Short takes: Papa Health’s $150M Series D, Hinge Health’s $600M Series E, Teladoc’s revenue up 81% but continues in the red

Senior care provider Papa Health gains a Series D of $150 million, for a total of $240 million. Home care and older person support continues on its hot streak, after the blockbuster Honor-HomeInstead and Humana-Kindred at Home acquisitions plus smaller ones like ModivCare-VRI, Walgreens investment in CareCentrix, and Sharecare-CareLinx. The company’s valuation is now estimated at $1.4 billion. Papa’s technology connects older people with trained Papa ‘Pals’ for companionship and light home work through to Papa ‘Docs’ who serve to coordinate that person’s care. Their business model is to contract with payers such as Aetna and WellCare to offer its service as a benefit. They claim that they have added over 25 health plans as partners in the past seven months. This funding round was led by SoftBank Vision Fund 2 with participation from TCG, Tiger Global Management (which seems to have a bottomless bucket of funding), Canaan, Initialized Capital and Seven Seven Six. Mobihealthnews, Papa release

But Papa should envy Hinge Health, with its $600 million Series E for a total of $1 billion. In January, they had a $300 million Series D [TTA 14 Jan]. Their valuation is now boosted to an eye-blinking $6.2 billion, up from $3 billion. Tech and musculoskeletal seem to be a hot match, with Hinge’s virtual MSK Clinic for back and joint pain care and rehab including access to physical therapists, physicians, health coaches, and wearable sensors to guide exercise therapy. Existing investors Coatue and Tiger Global led the round, with new investors Alkeon and Whale Rock taking a $200 million stake.   FierceHealthcare 

Teladoc’s strong Q3 growth outstripped Wall Street’s forecast, but the competition is ever more fierce–and it continues in the red. Teladoc’s Q3 revenue grew 81%, to $522 million from $289 million prior year, beating a projection of $517 million by Zachs. Organic revenue growth (excluding acquisitions) was 32%. 2021 is now projected to be $2.02 billion, up 85% compared to 2020 revenue, and a 2022 projection of $2.6 billion. However, Teladoc continues to lose money, with an $84.3 million Q3 loss compared to $36 million in last year same quarter. Teladoc stated that it was primarily attributable to increased stock-based compensation and amortization of acquired intangibles, usually the case with acquisitions. Their stock value logically has taken a hit.

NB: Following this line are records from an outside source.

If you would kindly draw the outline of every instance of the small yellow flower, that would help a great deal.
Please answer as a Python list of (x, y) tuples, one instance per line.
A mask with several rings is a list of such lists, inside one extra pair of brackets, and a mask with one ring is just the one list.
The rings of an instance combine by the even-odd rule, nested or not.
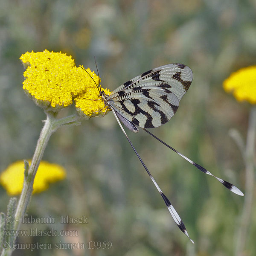
[[(31, 161), (29, 161), (29, 164)], [(41, 161), (35, 178), (33, 193), (46, 190), (49, 183), (63, 180), (66, 177), (64, 169), (60, 166)], [(20, 160), (9, 165), (0, 174), (0, 183), (11, 195), (20, 194), (24, 179), (24, 161)]]
[(239, 102), (245, 100), (256, 104), (256, 66), (239, 70), (231, 74), (223, 83), (227, 92), (233, 92)]
[(26, 52), (20, 59), (29, 65), (24, 72), (26, 79), (23, 82), (23, 88), (44, 109), (56, 112), (72, 104), (76, 98), (78, 98), (76, 106), (86, 114), (100, 111), (104, 107), (102, 101), (81, 102), (85, 97), (95, 99), (96, 93), (98, 96), (99, 91), (93, 80), (97, 82), (99, 78), (87, 68), (93, 80), (82, 69), (76, 67), (70, 56), (46, 49)]

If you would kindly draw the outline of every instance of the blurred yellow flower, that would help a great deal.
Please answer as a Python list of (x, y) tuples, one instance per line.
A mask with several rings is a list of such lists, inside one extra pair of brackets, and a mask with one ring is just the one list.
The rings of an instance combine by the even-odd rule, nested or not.
[[(29, 161), (29, 164), (31, 160)], [(66, 177), (65, 169), (60, 166), (41, 161), (35, 178), (33, 193), (46, 190), (49, 183), (63, 180)], [(0, 174), (0, 184), (11, 195), (20, 194), (24, 179), (24, 161), (20, 160), (10, 165)]]
[[(29, 65), (24, 72), (26, 79), (23, 82), (23, 89), (45, 109), (50, 108), (52, 111), (58, 111), (72, 104), (76, 97), (79, 98), (76, 101), (77, 107), (86, 114), (100, 111), (104, 107), (102, 101), (101, 104), (99, 101), (81, 102), (85, 100), (83, 98), (85, 97), (95, 99), (99, 91), (90, 76), (80, 67), (76, 67), (70, 56), (45, 49), (26, 52), (20, 59)], [(98, 82), (99, 78), (94, 72), (89, 68), (86, 70)]]
[(223, 87), (227, 92), (233, 92), (238, 101), (246, 100), (256, 104), (256, 66), (233, 73), (224, 81)]

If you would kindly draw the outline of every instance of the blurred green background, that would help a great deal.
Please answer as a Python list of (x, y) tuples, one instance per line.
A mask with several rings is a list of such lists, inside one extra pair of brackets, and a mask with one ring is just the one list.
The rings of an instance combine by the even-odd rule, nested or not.
[[(222, 83), (233, 72), (255, 64), (255, 1), (2, 0), (0, 4), (1, 171), (33, 154), (45, 116), (23, 91), (19, 58), (47, 49), (66, 52), (77, 66), (94, 70), (95, 56), (102, 84), (111, 90), (153, 67), (189, 66), (193, 81), (176, 114), (151, 131), (244, 191), (244, 165), (228, 134), (234, 128), (246, 138), (250, 106), (226, 94)], [(74, 111), (70, 108), (60, 116)], [(20, 250), (13, 255), (234, 255), (244, 198), (143, 131), (128, 133), (195, 245), (176, 226), (110, 113), (52, 135), (43, 159), (64, 166), (67, 177), (33, 195), (28, 215), (57, 220), (20, 227), (76, 230), (79, 236), (20, 236), (17, 242), (107, 241), (111, 248)], [(0, 210), (6, 212), (9, 197), (2, 187), (0, 194)], [(61, 224), (61, 215), (84, 215), (88, 223)], [(256, 255), (255, 216), (254, 206), (244, 256)]]

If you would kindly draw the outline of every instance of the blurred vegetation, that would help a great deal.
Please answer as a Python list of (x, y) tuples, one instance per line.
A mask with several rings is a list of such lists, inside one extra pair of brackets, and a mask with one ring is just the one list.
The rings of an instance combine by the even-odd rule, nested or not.
[[(1, 170), (33, 153), (45, 116), (23, 92), (19, 58), (46, 48), (67, 52), (77, 66), (92, 70), (95, 56), (102, 84), (111, 90), (153, 67), (189, 66), (194, 79), (179, 110), (152, 131), (244, 191), (244, 164), (228, 133), (235, 128), (246, 137), (250, 106), (227, 94), (222, 82), (232, 72), (255, 64), (255, 1), (2, 0), (0, 6)], [(111, 249), (20, 250), (13, 255), (233, 255), (244, 198), (143, 131), (131, 133), (195, 244), (175, 225), (110, 113), (52, 135), (43, 160), (64, 166), (67, 177), (33, 195), (28, 214), (56, 221), (20, 228), (77, 230), (79, 236), (20, 236), (17, 242), (110, 241)], [(6, 212), (9, 198), (2, 187), (0, 193), (0, 210)], [(84, 215), (88, 223), (61, 224), (61, 215)], [(256, 216), (254, 205), (246, 256), (256, 255)]]

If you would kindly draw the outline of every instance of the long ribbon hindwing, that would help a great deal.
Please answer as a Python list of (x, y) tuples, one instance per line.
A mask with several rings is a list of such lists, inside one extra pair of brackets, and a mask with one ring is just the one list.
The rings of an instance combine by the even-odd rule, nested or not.
[(180, 101), (189, 87), (192, 79), (193, 73), (188, 67), (183, 64), (175, 63), (145, 72), (125, 83), (109, 95), (101, 90), (100, 84), (98, 90), (105, 105), (112, 110), (129, 143), (161, 195), (175, 222), (194, 243), (190, 239), (181, 219), (148, 171), (119, 120), (120, 119), (125, 126), (133, 132), (139, 131), (137, 126), (142, 128), (198, 169), (215, 177), (232, 192), (239, 195), (244, 195), (236, 186), (212, 174), (146, 129), (157, 127), (170, 120), (176, 113)]

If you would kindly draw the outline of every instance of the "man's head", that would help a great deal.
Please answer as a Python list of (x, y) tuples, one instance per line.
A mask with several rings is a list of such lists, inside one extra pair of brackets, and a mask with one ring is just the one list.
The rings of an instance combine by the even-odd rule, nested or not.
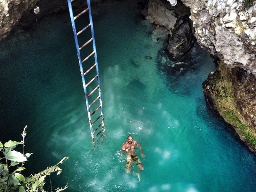
[(132, 136), (129, 135), (127, 137), (127, 141), (129, 144), (132, 144)]

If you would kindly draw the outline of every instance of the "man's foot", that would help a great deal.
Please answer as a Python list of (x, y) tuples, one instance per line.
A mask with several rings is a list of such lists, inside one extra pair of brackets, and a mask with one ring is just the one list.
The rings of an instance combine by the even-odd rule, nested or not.
[(137, 176), (138, 176), (138, 178), (139, 179), (139, 181), (140, 181), (140, 173), (137, 173)]

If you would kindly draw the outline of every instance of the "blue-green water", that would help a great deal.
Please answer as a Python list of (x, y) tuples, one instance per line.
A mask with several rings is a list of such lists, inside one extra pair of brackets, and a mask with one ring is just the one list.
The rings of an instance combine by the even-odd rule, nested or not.
[[(136, 19), (136, 7), (124, 1), (94, 10), (107, 134), (97, 150), (68, 13), (2, 42), (0, 140), (21, 140), (27, 125), (26, 150), (34, 153), (27, 173), (68, 156), (51, 177), (55, 188), (68, 183), (68, 191), (256, 191), (255, 157), (206, 109), (209, 55), (196, 46), (195, 67), (170, 86), (157, 66), (163, 40)], [(130, 134), (146, 156), (140, 182), (125, 172), (121, 148)]]

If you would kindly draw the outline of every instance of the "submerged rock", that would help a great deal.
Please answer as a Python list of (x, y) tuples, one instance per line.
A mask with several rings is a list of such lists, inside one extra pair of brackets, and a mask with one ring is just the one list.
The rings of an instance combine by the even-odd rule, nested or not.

As previously reported, Teladoc has entered into the primary care sector with Primary360, now being pitched to health systems as a white-labeled “virtual front door” in addition to existing agreements with Aetna and Centene for 2022 exchange plans in four states. But as FierceHealthcare notes, the competition is equally hot, with care startups such as One Medical, Oak Street Health, Privia Health, and Forward. Accolade, which is a benefits platform, is acquiring PlushCare, and payers are setting up their own virtual-first primary care.